七八十年代那些关于过年的老照片,如今看起来简单朴实,却再也体会不到当年的浓浓年味了 1978年腊月初八清晨,北风像刀子,供销社门前却挤满了掂着肉票、粮票的男女老少。一位大爷半开玩笑地说:“先抢到肥肉,晚上的腊八粥才叫香。”一句话,引得队伍里哄笑,冻得通红的手心却攥得更紧。那一刻,年味儿从神坛走下街头,落在每个布兜里。 计划经济年代,票证是一把钥匙。布票换来粗布新衫,粮票才能把大米背回家,若想餐桌上有一尾鲤鱼,还得提前攒下“副食本”里的那一格。可正因有了配给,邻里间的互助成了默契:谁家缺糖,谁家少盐,只要开口,院子里总有人递过来一撮。那股子“咱是一条船上人”的劲儿,把预热春节的柴火越烧越旺。 熬过年前最冷的几天,腊月二十三祭灶。
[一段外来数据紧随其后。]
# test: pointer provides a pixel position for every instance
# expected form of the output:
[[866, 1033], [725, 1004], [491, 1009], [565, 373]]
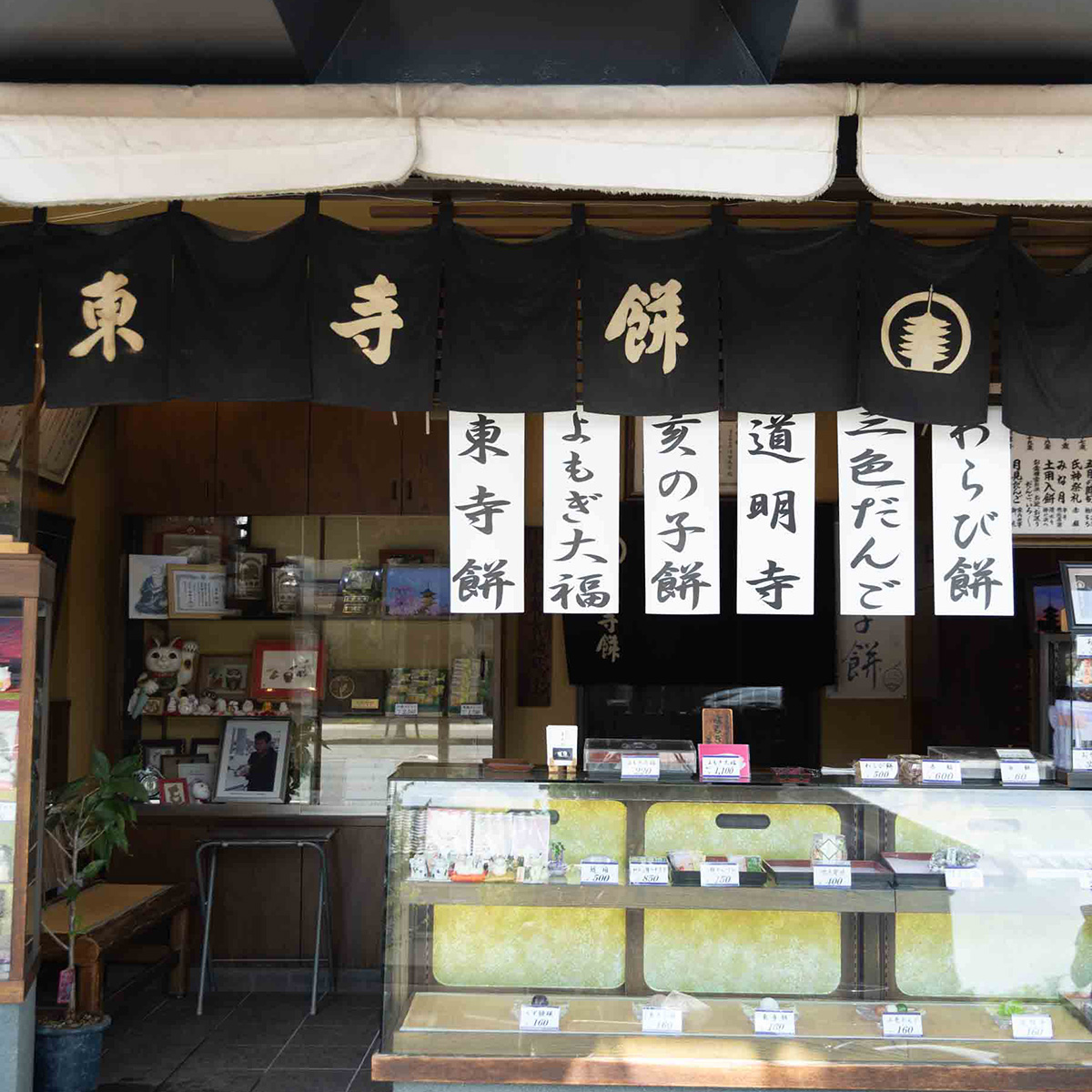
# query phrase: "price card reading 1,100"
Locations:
[[599, 873], [658, 1021], [902, 1025], [942, 773], [643, 767], [1032, 1026], [774, 1022], [540, 1018]]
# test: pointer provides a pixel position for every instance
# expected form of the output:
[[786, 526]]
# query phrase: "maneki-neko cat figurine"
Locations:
[[169, 669]]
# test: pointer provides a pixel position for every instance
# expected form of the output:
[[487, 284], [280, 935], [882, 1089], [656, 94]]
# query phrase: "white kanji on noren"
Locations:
[[106, 311], [632, 319], [379, 312]]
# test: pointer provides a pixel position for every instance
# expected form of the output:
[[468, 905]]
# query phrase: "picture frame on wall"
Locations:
[[254, 760], [225, 676], [147, 585], [288, 671], [197, 591]]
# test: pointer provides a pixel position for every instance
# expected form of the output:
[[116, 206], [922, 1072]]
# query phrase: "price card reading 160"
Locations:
[[540, 1018], [774, 1022], [902, 1025], [658, 1021]]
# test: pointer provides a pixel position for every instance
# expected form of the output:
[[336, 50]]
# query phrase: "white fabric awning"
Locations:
[[976, 146], [63, 145]]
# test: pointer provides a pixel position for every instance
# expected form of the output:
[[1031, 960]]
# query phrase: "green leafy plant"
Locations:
[[87, 820]]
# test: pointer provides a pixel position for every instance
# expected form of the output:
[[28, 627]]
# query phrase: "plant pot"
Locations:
[[66, 1059]]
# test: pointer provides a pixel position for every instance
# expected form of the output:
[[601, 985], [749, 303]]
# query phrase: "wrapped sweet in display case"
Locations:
[[745, 935]]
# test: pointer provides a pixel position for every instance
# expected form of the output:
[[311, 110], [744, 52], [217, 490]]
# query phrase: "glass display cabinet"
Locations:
[[26, 600], [751, 935]]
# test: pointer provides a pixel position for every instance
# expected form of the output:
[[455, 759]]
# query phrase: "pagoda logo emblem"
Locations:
[[934, 339]]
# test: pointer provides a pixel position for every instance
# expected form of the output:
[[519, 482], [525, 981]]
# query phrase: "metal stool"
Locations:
[[316, 839]]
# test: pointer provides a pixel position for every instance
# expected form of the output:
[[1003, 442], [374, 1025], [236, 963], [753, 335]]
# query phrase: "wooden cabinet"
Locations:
[[364, 464], [167, 458], [261, 458]]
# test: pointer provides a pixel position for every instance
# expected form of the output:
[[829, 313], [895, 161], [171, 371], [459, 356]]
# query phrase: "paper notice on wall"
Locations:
[[486, 512], [775, 514], [580, 512], [972, 519], [1052, 486], [876, 513], [682, 514]]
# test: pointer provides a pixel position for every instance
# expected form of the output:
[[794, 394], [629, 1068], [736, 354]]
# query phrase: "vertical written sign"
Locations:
[[876, 513], [580, 512], [486, 512], [972, 519], [775, 551], [682, 518]]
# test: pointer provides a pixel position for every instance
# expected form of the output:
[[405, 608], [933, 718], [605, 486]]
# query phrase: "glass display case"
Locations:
[[688, 933], [26, 596], [333, 636]]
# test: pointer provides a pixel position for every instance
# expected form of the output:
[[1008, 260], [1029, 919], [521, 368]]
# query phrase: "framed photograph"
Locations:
[[197, 550], [418, 591], [225, 676], [154, 753], [407, 555], [147, 584], [1077, 588], [287, 670], [174, 791], [247, 573], [254, 760], [197, 591], [207, 748]]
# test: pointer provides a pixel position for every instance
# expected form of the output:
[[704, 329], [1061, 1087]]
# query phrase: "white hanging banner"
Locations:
[[775, 557], [875, 513], [486, 512], [972, 519], [682, 516], [580, 512]]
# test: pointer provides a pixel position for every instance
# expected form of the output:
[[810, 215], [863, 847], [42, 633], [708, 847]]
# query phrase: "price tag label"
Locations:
[[964, 879], [942, 773], [774, 1022], [879, 769], [599, 873], [902, 1025], [722, 765], [835, 876], [1082, 758], [649, 874], [1019, 773], [644, 767], [658, 1021], [540, 1016], [720, 874], [1032, 1026]]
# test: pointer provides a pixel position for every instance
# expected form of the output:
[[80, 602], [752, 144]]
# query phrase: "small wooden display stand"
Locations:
[[113, 915]]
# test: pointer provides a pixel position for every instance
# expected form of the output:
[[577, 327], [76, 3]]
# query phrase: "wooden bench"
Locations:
[[113, 915]]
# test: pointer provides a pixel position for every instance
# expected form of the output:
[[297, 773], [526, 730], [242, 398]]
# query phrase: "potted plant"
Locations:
[[86, 820]]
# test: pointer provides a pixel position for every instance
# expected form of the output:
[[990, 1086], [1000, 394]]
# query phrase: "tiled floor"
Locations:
[[244, 1043]]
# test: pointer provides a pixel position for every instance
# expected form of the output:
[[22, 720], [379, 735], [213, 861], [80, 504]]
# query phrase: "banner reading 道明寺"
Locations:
[[580, 512], [486, 512], [775, 514]]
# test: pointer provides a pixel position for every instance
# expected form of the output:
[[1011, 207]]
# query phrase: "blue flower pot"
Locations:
[[66, 1059]]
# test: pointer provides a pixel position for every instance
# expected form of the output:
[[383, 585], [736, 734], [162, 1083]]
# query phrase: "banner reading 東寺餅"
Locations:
[[972, 519], [580, 512], [775, 514], [486, 512], [682, 517], [876, 513]]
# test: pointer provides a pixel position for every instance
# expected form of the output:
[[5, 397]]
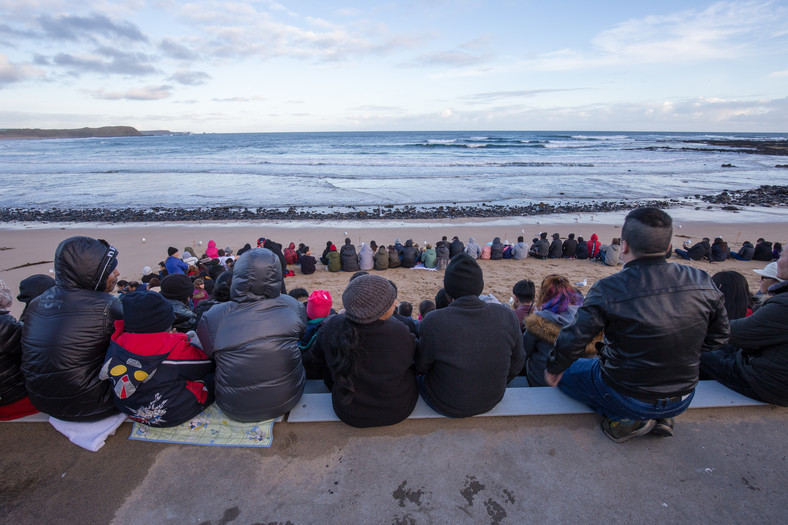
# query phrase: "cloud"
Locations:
[[143, 93], [177, 51], [190, 78], [479, 98], [68, 27], [11, 73], [107, 60], [722, 31]]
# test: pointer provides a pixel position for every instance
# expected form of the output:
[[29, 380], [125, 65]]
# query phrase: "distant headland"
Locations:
[[81, 133]]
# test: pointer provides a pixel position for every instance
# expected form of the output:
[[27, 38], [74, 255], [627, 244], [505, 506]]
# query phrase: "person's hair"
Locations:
[[298, 293], [524, 290], [425, 307], [406, 309], [648, 231], [737, 294], [556, 294], [344, 341]]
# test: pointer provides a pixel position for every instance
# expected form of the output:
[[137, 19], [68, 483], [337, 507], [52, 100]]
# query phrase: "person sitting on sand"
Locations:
[[14, 402], [469, 350], [473, 249], [381, 259], [719, 250], [582, 248], [698, 252], [410, 255], [367, 357], [520, 250], [67, 331], [174, 264], [657, 319], [755, 362], [159, 377], [178, 290], [349, 257], [259, 372], [745, 253], [557, 306], [523, 304], [366, 257], [334, 260], [307, 262]]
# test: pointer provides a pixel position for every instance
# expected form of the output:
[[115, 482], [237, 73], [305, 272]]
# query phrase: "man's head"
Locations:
[[647, 232], [463, 277]]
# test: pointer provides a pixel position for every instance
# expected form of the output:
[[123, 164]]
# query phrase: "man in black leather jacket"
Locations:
[[67, 331], [657, 318]]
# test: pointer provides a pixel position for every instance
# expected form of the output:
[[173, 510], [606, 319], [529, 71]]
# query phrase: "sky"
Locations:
[[289, 66]]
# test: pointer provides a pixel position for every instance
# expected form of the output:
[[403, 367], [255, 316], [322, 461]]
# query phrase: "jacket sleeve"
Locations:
[[763, 328], [719, 331], [573, 338]]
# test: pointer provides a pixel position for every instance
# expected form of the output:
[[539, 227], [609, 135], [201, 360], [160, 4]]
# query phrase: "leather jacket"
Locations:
[[657, 318]]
厨房里摆满糖瓜、花生、红枣,灶王爷像个老熟人,要被甜言蜜语“粘”住嘴巴。孩子们围着锅台转,生怕错过第一块桂花糖。母亲却在一旁当“秩序员”,用竹勺轻轻叩灶门,嘴里默念保佑来年添粮多收。 腊月二十六,天还蒙蒙亮,屠户的刀声就伴着鸡鸣敲开了冬天的沉默。一只黑白花猪被推上木凳,铁盆里盛满猩红的热血,等会儿要配韭菜做血豆腐。二十七再杀鸡,锅底留着泡椒老汤,煮出的鸡块带着香辣味儿。孩子们早就蹲在一旁,数着鸡爪子能分到几只。 新被褥晾在院子里,棉絮拍得蓬松洁白。小除夕一到,各家同时忙活:写对联的老李头在树墩上摊开毛边纸,浓墨滚动;大嫂把废旧作业本剪成窗花,浆糊一抹,红纸在玻璃窗上绽开;木匠师傅用刨花点燃火盆,替大伙修门合页。人人出力,家家见喜。 浆糊是用面粉炒成糊状,光滑又耐寒。贴春联时,小辫丫头端着砚,哥哥爬上凳子高举横批,下面亲戚递纸递刷,忙得不亦乐乎。那一抹朱砂红把旧年的斑驳掩住,也把对来年的希望一点点描上墙。 蒸笼此刻接过接力棒。和面、发酵、捏造型,全靠手感。胖乎乎的花馍排成一圈,中间立着一只“鲤鱼跃龙门”,寓意新年更上层楼。与此同时,邻居把自己家灌好的猪肠子端来,与旁家换取几捆粉条,味道混杂,却和气生香。 等到除夕午后,煤炉上两口大铁锅齐冒白汽,一边炖肉,一边煮饺子。屋外零下十几度,屋内因柴火而热气蒸人。远在外地工作的表哥脱下黄呢子大衣,提着两个大网兜回到巷口,他胳膊一挥:“带了半斤糖回来了!”小侄子们立刻围上去,眼里放光。 夜幕低垂,电灯偶尔闪烁,于是干脆全家围着煤油灯吃团年饭。鸡必上桌,取其“吉”,鱼一定剩半条,图个“年年有余”,还有那盘红彤彤的粉蒸肉,蒸汽里飘着烧酒味。窗外“啪啪啪”试炮声此起彼伏,饭桌边却无人离席,非得老父亲举杯说声“开动”,大家才动筷。 子时将近,长串鞭炮挂上竹杆,点火瞬间火花四溅,烟硝混着冬夜的雾气,街巷亮如白昼。最兴奋的是孩童,手里攥着自制纸枪,塞进一颗擦炮,“嗤啦”一声就窜出火星。母亲急得扯嗓子:“别对着窗户炸!”却也掩不住嘴角笑意。 破晓前后,院门次第被敲响。“给您拜年!”伴着童音,红纸包里滑出几角硬币,叮当作响。那是孩子们一年的“创收”,攒够了就去供销社挑玻璃弹珠或毛线手套。长辈们递糖、递花生、递万年青,顺手压在兜里的不只是零钱,还有长久的祝福。 到了午后,大伙换上棉袄出门赶庙会。雪地吱呀作响,临时搭起的彩棚下,吹糖人的、捏面人的、说书的,围得水泄不通。狮子鼓咚咚响,青壮年踩着高跷掀起阵阵喝彩;不远处还有插着旌旗的社火队,锣鼓一落,尘土飞扬。庙会既是祈福,也像一场大型“相亲会”,让分散一年的情分重新结网。 傍晚归家,衣袖沾着糖丝,棉鞋底粘满麦糠,大人却顾不上拍打,先摸口袋里剩下的票证,算计来年米面油的配额。年节短暂,日子还要继续,可春联上的墨香、屋檐下悬着的红灯笼、邻家递来的最后一块腊肉,都在提示:在那个物资紧张的年代,人们用彼此的肩膀,把春节这座桥修得宽阔而坚实。